Breeders offer show and pond koi.
image by Public Domain, DRW & Associates, Inc
Homeowners who've never had a garden pond sometimes dream of lovely koi drifting languidly through fields of water lilies. Those who've kept koi know that these colorful carp are demanding guests that can sometimes grow 18 to 20 inches long and live for decades. Building a koi pond is not just a "water feature" project; it is a specialized venture, requiring knowledge and considerable planning. Keep in mind that you will be building a habitat for special---and rather expensive---creatures as well as a garden element.
Excavate your pond; unless you know your way around power equipment, it's wise to have this done by professionals. Site the pond in an area near the house that is easy for you to check daily. Stay away from trees to avoid tree sap and bird droppings in the pond. Make it at least two and a half times as long as it is wide and at least three feet deep. In areas where winters are cold, plan your depth to be at least five feet. Sides should slope down to a center bottom, and additional drains should be added every 10 feet or so around the deepest drain. Your pond will need a volume of at least 100 gallons per fish. (Remember; you're stocking it with fish that may grow over two feet in length.)
Dig a settlement and filtration pond, one-quarter to one-third the area of the main pond. Make this pond three feet deep with a sump pump or drain pipe to evacuate (or "backwash") the bottom of the pond where the muck collects on a daily basis. Hook up the biological filter to draw water from the upper part of this pond and cycle filtered water back into the main pond over a waterfall. The filter should be able to cycle the volume of water in the main pond every one to two hours. You'll need enough PVC pipe to connect the bottom and side drains and a pump to move the water from the main pond.
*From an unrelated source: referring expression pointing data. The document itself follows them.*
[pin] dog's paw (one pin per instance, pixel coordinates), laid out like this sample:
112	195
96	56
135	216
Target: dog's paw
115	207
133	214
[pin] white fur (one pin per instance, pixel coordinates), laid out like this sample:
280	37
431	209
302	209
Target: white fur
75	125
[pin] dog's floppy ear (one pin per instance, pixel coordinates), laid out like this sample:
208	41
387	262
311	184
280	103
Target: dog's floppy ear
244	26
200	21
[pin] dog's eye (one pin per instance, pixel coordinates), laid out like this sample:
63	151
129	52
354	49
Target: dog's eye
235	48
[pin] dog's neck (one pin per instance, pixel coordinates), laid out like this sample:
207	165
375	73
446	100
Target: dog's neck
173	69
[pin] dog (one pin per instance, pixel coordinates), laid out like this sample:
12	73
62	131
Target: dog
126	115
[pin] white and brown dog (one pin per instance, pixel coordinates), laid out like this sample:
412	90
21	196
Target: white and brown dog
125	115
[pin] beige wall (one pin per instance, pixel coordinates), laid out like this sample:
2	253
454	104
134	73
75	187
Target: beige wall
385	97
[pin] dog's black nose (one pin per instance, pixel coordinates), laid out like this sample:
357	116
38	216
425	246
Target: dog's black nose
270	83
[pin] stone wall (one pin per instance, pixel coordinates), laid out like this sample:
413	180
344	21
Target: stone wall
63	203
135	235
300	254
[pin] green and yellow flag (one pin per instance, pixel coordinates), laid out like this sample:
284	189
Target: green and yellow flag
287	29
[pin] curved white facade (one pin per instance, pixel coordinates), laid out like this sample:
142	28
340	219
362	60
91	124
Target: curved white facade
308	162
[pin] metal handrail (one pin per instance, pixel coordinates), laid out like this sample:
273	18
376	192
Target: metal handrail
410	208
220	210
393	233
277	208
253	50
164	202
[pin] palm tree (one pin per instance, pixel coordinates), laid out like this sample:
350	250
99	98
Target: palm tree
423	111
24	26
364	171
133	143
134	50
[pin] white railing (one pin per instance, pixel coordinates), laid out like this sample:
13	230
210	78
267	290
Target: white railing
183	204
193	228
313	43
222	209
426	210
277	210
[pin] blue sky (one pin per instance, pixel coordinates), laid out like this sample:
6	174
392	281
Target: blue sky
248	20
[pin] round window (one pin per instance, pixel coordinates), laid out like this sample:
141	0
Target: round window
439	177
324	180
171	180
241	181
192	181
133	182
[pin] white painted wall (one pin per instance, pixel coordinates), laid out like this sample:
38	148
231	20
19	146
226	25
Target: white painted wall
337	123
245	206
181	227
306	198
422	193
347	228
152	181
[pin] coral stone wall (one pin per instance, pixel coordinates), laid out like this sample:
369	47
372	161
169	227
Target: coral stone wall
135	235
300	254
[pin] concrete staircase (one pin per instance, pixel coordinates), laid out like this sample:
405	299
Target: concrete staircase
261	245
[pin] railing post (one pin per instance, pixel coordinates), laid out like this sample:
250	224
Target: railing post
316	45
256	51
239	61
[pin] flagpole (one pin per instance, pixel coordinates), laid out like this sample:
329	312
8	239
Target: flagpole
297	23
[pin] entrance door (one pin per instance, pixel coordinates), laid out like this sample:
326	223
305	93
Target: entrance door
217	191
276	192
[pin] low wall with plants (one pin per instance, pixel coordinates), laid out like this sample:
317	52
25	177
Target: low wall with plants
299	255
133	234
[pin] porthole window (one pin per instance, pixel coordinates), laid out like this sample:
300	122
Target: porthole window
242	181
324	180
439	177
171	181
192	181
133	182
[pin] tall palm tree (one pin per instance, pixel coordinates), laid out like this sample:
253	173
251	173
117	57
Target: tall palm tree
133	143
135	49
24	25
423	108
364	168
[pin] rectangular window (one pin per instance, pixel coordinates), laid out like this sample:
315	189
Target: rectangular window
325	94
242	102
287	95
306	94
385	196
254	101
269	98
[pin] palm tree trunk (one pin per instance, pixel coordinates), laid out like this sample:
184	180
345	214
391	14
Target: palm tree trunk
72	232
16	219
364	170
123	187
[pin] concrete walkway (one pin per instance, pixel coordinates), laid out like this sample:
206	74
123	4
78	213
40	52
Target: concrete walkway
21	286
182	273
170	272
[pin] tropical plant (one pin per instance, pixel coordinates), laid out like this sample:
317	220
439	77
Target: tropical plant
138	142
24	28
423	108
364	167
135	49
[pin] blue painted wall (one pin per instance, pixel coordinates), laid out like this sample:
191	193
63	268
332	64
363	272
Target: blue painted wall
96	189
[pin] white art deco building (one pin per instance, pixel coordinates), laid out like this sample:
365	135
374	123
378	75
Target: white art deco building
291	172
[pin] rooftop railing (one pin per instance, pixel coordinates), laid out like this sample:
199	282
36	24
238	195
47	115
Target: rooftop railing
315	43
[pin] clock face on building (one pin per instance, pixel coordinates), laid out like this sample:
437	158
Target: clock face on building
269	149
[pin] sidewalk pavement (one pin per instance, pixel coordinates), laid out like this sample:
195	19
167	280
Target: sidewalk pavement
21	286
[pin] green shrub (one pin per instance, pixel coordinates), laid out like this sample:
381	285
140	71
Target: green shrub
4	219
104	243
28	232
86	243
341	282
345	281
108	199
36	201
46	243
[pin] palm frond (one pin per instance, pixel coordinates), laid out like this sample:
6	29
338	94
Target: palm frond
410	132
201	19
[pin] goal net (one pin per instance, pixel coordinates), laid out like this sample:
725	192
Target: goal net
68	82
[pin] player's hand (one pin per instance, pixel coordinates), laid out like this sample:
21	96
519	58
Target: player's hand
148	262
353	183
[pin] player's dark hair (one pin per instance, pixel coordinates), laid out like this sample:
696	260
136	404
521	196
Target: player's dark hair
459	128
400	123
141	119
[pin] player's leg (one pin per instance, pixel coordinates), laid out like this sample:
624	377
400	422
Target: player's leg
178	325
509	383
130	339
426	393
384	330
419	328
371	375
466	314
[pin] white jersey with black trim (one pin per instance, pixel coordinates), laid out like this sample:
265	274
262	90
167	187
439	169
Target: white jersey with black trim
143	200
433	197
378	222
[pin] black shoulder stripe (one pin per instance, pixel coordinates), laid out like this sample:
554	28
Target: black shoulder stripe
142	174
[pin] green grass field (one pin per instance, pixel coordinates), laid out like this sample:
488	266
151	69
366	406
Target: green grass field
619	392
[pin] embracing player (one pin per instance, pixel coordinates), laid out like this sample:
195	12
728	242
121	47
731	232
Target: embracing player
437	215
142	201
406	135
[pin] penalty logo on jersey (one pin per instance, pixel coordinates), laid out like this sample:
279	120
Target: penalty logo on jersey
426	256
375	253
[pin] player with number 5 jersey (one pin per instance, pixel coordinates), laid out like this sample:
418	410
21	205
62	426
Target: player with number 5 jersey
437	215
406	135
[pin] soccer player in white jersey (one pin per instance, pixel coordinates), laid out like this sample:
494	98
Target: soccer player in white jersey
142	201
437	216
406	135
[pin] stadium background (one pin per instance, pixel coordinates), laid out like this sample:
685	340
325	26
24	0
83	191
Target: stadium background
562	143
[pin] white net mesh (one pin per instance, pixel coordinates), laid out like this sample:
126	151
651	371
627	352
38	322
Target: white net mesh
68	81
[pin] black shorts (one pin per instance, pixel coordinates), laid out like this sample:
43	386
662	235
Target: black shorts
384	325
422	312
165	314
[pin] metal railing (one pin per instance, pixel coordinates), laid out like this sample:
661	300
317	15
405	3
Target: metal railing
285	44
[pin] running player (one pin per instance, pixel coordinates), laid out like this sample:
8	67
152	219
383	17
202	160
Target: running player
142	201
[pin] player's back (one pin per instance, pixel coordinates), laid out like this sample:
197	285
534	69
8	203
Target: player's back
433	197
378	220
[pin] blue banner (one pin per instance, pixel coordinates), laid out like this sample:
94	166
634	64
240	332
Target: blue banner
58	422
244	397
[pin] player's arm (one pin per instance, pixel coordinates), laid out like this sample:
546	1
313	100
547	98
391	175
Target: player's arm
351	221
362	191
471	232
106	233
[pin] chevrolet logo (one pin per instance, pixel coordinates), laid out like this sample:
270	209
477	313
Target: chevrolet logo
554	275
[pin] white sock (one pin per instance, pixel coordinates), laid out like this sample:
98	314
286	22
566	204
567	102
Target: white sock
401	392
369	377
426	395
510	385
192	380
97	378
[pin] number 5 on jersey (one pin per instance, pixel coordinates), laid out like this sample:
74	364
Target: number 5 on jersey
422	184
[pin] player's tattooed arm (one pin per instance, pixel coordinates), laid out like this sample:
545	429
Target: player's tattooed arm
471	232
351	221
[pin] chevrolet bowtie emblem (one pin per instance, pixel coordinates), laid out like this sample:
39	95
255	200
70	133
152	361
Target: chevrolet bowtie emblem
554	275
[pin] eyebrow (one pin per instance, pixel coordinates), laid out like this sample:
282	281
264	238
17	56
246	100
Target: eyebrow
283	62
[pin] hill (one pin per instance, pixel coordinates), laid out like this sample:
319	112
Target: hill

Install an overflow pipe about six inches below the surface and run it out into the garden. Add skimmers---either the wide, flat inlets sold to install around the edges of swimming pools or a plain four-inch PVC "standpipe"---to collect leaves and other debris on the water's surface.
Add oxygen to the water with an aerator, waterfall, water jets or some combination of these. Waterfalls provide a turbulence that koi enjoy. Koi are carp---stream fish whose natural habitat is running water---so move water in a counterclockwise pattern with your oxygenation and filtration systems. Add bottom water jets to ponds deeper than four feet and put valves on the supply pipes so the water jets can be adjusted and turned off during the winter when fish are inactive.
Supply the pond with fresh water. Koi will need 15 to 25 percent fresh water each day to replace the water lost in backwashing the settlement pond. Water from a city water supply that uses chlorine should be trickled over the waterfall to allow the chemical to evaporate. Put a valve on the supply pipe to control flow.
Consider optional equipment like an ultraviolet (UV) light sterilizer for the filter that kills parasites and improves water clarity. Pond heaters can protect water from prolonging fluctuations through this zone as the seasons change.